Au collège et au lycée où les composants du curriculum sont principalement des disciplines scolaires avec des enseignants spécialisés, la connexité est proposée dans des dispositifs (voir la notice 28 « Dispositifs ») qui promeuvent des croisements désignés par « thèmes de convergence », « itinéraires de découverte », « travaux croisés », « enseignements pratiques interdisciplinaires »… (Lebeaume et Magneron, 2004) Ces dispositifs cherchent à assouplir la structuration disciplinaire du curriculum, susciter des rencontres entre les contenus, encourager le travail conjoint des enseignants et amplifier le sens des contenus appropriés par les élèves.

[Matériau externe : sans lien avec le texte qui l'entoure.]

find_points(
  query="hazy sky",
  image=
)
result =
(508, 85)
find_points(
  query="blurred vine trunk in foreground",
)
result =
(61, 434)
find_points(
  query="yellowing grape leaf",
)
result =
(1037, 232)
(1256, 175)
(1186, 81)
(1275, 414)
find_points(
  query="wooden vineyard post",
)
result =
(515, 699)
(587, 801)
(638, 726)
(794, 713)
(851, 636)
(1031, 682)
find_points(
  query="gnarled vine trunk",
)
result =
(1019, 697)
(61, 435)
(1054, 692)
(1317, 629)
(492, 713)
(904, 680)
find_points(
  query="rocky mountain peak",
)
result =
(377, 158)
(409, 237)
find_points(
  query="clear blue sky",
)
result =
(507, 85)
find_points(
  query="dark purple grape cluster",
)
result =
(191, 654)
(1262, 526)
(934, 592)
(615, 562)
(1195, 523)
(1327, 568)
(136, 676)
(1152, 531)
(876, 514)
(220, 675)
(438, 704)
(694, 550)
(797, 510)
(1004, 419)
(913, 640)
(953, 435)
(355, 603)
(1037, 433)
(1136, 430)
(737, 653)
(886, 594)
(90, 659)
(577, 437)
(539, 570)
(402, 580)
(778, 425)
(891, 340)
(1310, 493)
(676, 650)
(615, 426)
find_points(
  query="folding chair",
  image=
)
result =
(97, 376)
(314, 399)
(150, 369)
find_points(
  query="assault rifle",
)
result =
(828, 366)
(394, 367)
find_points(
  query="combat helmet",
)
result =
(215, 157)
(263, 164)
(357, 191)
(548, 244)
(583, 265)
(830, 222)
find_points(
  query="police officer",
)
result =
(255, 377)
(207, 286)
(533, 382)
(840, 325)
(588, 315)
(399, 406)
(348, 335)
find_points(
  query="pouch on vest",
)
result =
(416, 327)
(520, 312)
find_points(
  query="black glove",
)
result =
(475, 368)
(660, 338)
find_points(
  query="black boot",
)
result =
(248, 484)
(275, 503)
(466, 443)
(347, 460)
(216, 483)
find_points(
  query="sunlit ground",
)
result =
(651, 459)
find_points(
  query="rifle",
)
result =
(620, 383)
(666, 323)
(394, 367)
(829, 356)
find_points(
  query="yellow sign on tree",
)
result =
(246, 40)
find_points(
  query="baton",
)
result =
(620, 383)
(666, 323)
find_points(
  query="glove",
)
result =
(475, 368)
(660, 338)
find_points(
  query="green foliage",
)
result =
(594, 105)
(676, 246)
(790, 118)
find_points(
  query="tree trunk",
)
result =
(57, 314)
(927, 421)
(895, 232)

La connexité des composants d’un curriculum et de leurs contenus spécifiques peut être précisée selon trois registres. Le premier, d’ordre pédagogique, recouvre une relation « de service » (Jouin, 2002). C’est ainsi que le travail manuel est au service de la géométrie, en lui donnant selon les mots d’un inspecteur général en 1892 « le concret qui lui fait particulièrement défaut ». Plus récemment, au sujet des thèmes de convergence au collège (2007), on peut lire qu’un « cours de mathématiques peut être illustré par la climatologie ».
Le deuxième registre, d’ordre didactique, relève d’une coordination des contenus spécifiques à différents enseignements. Par exemple, il s’agit dans les relations entre français et sciences, de l’appropriation des connecteurs logiques utilisés en étude de la langue française, dans l’expression du raisonnement scientifique mis en œuvre dans les activités des élèves. La récente introduction de l’algorithmique et de la programmation suppose une telle coordination entre les enseignements de mathématiques et de technologie.

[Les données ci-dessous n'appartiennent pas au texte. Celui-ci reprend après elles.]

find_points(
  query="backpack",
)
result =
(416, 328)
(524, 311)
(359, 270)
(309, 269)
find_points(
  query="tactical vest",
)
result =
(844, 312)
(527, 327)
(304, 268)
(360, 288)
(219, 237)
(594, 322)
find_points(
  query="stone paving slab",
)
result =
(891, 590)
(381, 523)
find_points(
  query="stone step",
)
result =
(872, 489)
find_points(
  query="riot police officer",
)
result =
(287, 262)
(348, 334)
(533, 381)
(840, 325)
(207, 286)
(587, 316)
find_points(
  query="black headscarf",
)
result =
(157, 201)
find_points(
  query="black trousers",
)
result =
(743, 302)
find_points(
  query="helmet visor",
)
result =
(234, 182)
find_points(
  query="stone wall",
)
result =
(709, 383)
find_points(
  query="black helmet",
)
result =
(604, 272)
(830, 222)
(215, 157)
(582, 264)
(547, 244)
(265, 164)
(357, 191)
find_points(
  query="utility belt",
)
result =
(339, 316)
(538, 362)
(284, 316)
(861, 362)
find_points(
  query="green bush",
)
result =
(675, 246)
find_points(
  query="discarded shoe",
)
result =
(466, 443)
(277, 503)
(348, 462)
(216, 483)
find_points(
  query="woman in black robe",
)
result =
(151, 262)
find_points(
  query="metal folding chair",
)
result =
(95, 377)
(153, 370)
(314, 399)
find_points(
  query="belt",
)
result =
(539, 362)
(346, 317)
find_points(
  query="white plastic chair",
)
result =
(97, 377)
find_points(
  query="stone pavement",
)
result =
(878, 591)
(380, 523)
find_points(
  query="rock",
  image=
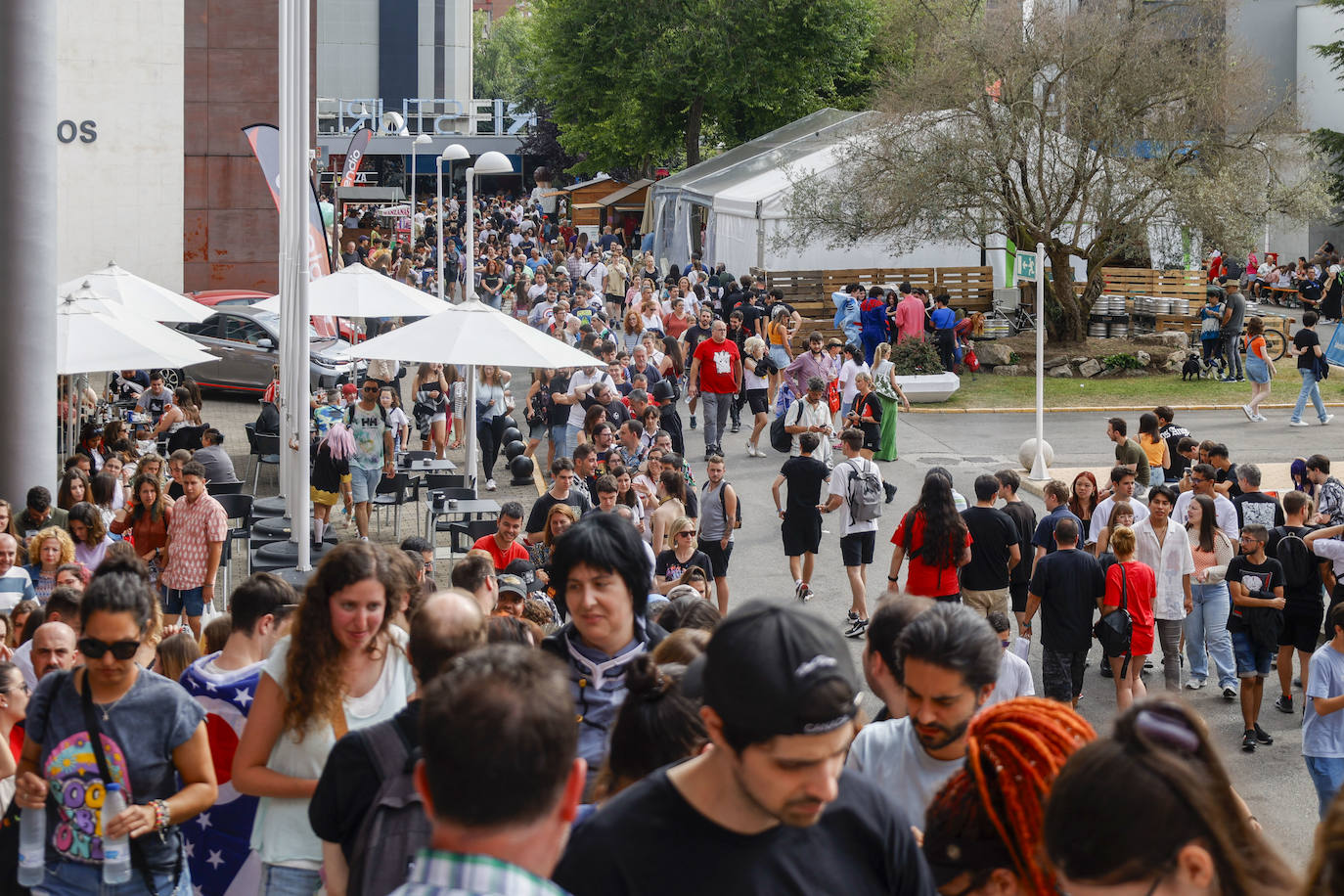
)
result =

Le troisième registre, d’ordre curriculaire, renvoie à la cohésion du plan d’étude assurée par les relations horizontales (synchroniques) et verticales (diachroniques) des contenus sélectionnés et enseignés et leurs contributions à ses visées.
Ces trois connexités, pédagogique, didactique et curriculaire, caractérisent les relations entre les composants d’un curriculum. Ce sont des relations de subordination, de coordination ou de cohésion. Il est important de les considérer dans le milieu social et humain qui les organise et les soutient et donc dans des rapports de force entre communautés et contenus prescrits, enseignés et appris. Pour les élèves, l’enjeu de la clarification de ces connexités avec leurs spécificités repose sur leur identification et compréhension de ces relations et des postures scolaires idoines implicitement ou explicitement convoquées.
Références
Charles Frédéric (2020). « Pratiques enseignantes en éducation scientifique et technologique à l’école maternelle : perspectives curriculaires », RDST, no 21, p. 21-44.

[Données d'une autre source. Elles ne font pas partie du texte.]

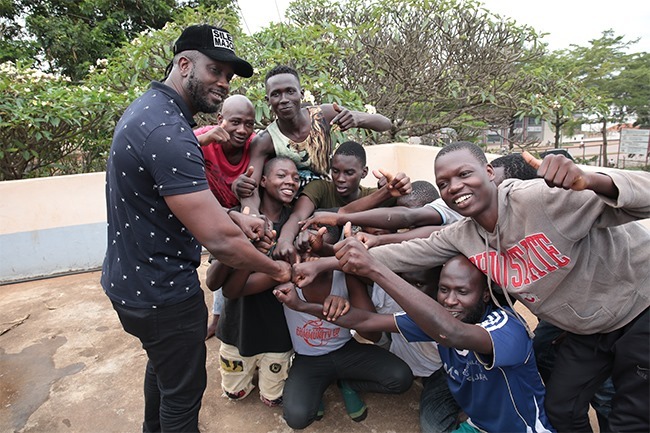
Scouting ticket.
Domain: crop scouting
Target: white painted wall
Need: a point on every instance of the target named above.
(55, 225)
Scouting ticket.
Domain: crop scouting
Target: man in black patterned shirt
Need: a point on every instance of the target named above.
(160, 211)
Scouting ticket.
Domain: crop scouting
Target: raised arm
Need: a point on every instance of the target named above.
(208, 222)
(363, 321)
(347, 119)
(359, 298)
(430, 316)
(392, 218)
(285, 248)
(560, 171)
(246, 185)
(395, 238)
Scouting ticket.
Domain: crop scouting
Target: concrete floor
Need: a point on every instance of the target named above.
(66, 365)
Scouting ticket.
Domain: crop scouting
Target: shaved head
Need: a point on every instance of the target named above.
(237, 103)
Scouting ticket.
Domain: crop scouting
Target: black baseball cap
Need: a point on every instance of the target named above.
(215, 43)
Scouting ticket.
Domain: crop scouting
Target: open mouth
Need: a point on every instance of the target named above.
(462, 199)
(289, 192)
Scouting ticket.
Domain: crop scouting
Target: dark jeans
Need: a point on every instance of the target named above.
(547, 339)
(365, 367)
(175, 376)
(438, 409)
(582, 365)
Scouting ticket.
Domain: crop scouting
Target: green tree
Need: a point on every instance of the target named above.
(558, 96)
(427, 64)
(67, 36)
(601, 66)
(51, 125)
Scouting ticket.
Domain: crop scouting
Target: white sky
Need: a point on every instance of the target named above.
(566, 21)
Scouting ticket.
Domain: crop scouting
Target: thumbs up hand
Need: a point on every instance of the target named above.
(559, 171)
(353, 256)
(245, 185)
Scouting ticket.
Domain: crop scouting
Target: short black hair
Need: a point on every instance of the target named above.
(281, 69)
(463, 145)
(422, 192)
(352, 148)
(514, 167)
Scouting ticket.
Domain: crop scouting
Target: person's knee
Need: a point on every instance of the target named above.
(297, 418)
(400, 379)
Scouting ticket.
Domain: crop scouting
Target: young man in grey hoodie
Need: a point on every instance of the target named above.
(568, 247)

Chauvet-Chanoine Céline (2019). « Quel curriculum pour explorer le monde des objets et de la matière en maternelle ? », Recherches en didactiques, no 28, p. 9-33.
Jouin Béatrice (2002). « Les sciences physiques en lycée professionnel, discipline de service par rapport à la technologie », Aster, vol. 34, p. 9-32. https://doi.org/10.4267/2042/8786
Lebeaume Joël (2011). « Les choses et les mots à l’école primaire. Exploration de la connexité des enseignements de français et de sciences (1880-2000) », Carrefours de l’éducation, hors-série no 1, p. 87-100.
Lebeaume Joël et Magneron Nathalie (2004). « Itinéraires de découverte au collège : à la recherche des principes coordinateurs », Revue française de pédagogie, no 148, p. 101-118.